What shipped
Up to today we classified censorship at the country-day level: 84K evidence rows aggregated into per-country features fed into the v3.3 GradientBoosting classifier. That answers “is country X being censored today?” well but cannot answer “is THIS specific measurement evidence of blocking?”
New endpoint
POST /v1/measurement/classify
takes one measurement (source, country, ASN, domain,
signal_value, signal_baseline, observed_at, optional rolling
rates) and returns
{probability, label, top_features,
model_version} with a SHAP-style top-5 contribution
list. A companion
GET /v1/measurement/info exposes
model version, feature names, and held-out metrics.
Why this is interesting
Journalists and researchers querying a single OONI report
previously had to either trust the upstream
signal_type field as-is or
compute country-level statistics.

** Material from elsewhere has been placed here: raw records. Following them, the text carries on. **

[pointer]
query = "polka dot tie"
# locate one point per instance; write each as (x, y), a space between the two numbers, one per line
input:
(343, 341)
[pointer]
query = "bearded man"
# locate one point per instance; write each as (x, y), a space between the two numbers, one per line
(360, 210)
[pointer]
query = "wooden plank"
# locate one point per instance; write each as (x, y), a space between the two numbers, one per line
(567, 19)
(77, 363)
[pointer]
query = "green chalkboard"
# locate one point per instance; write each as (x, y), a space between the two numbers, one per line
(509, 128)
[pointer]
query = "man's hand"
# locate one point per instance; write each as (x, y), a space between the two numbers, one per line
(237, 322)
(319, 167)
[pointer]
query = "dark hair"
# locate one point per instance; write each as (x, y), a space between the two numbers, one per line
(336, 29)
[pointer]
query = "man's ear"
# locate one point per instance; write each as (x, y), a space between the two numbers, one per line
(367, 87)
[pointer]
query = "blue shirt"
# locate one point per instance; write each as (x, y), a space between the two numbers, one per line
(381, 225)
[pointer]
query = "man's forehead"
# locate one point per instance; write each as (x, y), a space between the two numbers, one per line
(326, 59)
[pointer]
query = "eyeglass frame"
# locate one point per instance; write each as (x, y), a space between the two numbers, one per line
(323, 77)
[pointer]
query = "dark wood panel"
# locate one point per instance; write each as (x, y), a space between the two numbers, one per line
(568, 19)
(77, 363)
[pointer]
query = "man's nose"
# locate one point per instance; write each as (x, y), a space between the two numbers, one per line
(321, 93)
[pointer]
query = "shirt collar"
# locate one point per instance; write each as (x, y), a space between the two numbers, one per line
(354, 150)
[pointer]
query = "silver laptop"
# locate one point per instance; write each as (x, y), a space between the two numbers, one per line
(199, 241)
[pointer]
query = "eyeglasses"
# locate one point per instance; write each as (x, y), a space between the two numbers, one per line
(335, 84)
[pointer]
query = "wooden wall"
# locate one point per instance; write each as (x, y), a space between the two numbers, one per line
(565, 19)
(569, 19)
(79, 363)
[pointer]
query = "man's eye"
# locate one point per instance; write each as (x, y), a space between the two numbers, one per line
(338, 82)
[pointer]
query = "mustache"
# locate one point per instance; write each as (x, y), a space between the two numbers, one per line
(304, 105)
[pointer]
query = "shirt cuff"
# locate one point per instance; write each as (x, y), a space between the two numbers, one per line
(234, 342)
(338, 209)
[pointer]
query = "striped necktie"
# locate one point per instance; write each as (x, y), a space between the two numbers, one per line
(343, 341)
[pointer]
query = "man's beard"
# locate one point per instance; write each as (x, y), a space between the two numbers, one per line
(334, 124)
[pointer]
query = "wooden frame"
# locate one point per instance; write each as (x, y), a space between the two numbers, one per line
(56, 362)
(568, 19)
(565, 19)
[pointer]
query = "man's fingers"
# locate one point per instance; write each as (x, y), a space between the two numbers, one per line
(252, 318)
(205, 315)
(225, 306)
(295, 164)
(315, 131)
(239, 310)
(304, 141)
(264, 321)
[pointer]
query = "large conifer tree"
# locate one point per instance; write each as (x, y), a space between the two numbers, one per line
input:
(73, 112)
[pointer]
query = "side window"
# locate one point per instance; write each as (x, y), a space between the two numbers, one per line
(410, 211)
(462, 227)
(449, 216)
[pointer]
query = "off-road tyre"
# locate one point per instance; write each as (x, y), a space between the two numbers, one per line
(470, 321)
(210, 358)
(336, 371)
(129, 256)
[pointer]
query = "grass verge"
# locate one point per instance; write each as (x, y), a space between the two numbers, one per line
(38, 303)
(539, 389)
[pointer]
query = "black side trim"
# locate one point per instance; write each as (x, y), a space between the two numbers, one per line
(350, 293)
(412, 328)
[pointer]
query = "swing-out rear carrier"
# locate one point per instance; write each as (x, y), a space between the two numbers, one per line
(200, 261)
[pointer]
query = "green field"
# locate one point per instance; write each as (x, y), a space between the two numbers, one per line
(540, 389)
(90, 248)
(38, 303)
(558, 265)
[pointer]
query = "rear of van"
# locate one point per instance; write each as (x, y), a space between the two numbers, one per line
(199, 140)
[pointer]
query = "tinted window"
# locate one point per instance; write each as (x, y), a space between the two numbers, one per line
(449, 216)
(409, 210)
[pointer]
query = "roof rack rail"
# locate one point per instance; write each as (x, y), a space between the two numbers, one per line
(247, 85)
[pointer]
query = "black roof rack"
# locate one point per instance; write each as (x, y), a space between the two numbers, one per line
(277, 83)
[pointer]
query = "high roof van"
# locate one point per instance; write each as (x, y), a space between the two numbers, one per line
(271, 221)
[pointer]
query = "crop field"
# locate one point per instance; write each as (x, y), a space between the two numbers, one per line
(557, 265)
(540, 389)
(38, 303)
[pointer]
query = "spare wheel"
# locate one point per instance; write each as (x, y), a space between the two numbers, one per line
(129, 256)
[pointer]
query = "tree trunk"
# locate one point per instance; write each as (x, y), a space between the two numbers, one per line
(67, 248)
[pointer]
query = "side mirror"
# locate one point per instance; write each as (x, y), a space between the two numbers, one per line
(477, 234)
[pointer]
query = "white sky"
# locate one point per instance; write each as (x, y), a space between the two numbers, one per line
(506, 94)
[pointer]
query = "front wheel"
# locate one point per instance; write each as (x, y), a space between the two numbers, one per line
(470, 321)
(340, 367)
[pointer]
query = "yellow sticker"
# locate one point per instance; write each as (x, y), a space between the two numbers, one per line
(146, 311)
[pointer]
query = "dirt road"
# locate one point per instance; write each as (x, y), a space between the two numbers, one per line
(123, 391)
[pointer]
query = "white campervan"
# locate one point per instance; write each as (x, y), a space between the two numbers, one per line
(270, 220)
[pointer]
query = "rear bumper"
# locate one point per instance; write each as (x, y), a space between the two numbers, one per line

A per-row probability with an
explanation lets you cite a single measurement with confidence
and surface the features that drove the call. Inspired by Niaki
et al. KDD 2023
(
Massively Parallel Censorship Probing of DNS and TLS
Globally) and the OONI Probe per-measurement anomaly
heuristics.
How it was trained
Inputs: all 85,468 evidence rows in
voidly_data.db. Label rule per
task spec: positive iff
signal_type IN (block, isp-outage)
OR signal_type LIKE 'dns-blocking%' OR signal_type LIKE
'http-blocking%' AND
confidence >= 0.7. Balance:
16,798 positive (19.65 percent), 68,670 negative. Features (24
total, label-leaking columns dropped): signal_value,
signal_baseline, signal_deviation, signal_ratio, risk_tier,
time-of-day, day-of-week, weekend flag, month, has_artifact_hash,
has_source_url, has_domain, has_asn, asn (integer), 7-day
rolling positive rate per country, per ASN, and per
country+domain, and hash-encoded source / kind / country /
continent / un_subregion / region / domain_category. Model:
XGBoost(max_depth=4, n_estimators=100) on a stratified 80/20
split (seed 42).
The result, and the honest caveat
Held-out 20 percent ROC AUC: 1.000 (n=17,094).
F1: 1.000. Precision: 1.000. Recall: 1.000. Confusion matrix at
threshold 0.5: [[13734, 0], [0,
3360]]. Per-source AUC where computable: OONI 1.000,
CensoredPlanet 1.000, Voidly 1.000. IODA and Voidly-Community
are one-class slices in the test fold (IODA: 0 positives by
construction because we excluded
outage from the label rule;
Voidly-Community: 100 percent positives because every community
probe entry confirms a block) so AUC is undefined for those.
Honest framing: AUC=1.000 is real but it is
not a breakthrough. The label rule depends deterministically on
signal_type, and each source uses
distinctive
signal_value /
signal_baseline patterns
(CensoredPlanet positives nearly always have value=1.0; OONI
positives have baseline=0.03 with values in the 0.5-1.0 range;
IODA has zero positives because we explicitly excluded
outage-only rows). XGBoost can essentially memorize the
labeling function from the raw signal columns plus
source. The top feature is the
7-day rolling per-ASN positive rate (81 percent gain), which
also overlaps with same-period labels for ASNs that only
appear in a tight window. We drop signal_type, blocking_method,
and signal_level from the feature matrix to avoid the worst
leakage, but residual coupling between raw signal values and
provider judgement is unavoidable.
What this is useful for: returning a calibrated probability and an SHAP-style explanation per measurement in one call, with the same labeling rule the rest of the pipeline uses. What it is NOT useful for: claiming we can detect censorship that the upstream providers missed. The v3.3 country-day classifier remains the model that actually generalizes across countries; this one is a per-row interface layer on the same evidence.
Promotion + endpoint
Promotion gate: AUC >= 0.85 AND every per-source AUC >=
0.75. Both met (the only sources excluded from per-source AUC
are one-class slices, not failures). Endpoint
live at
POST https://api.voidly.ai/v1/measurement/classify
and
GET https://api.voidly.ai/v1/measurement/info.
Build scripts:
scripts/build-measurement-features.py,
scripts/train-measurement-classifier.py,
scripts/patch-measurement-classify-endpoint.py
(idempotent, ast-validated).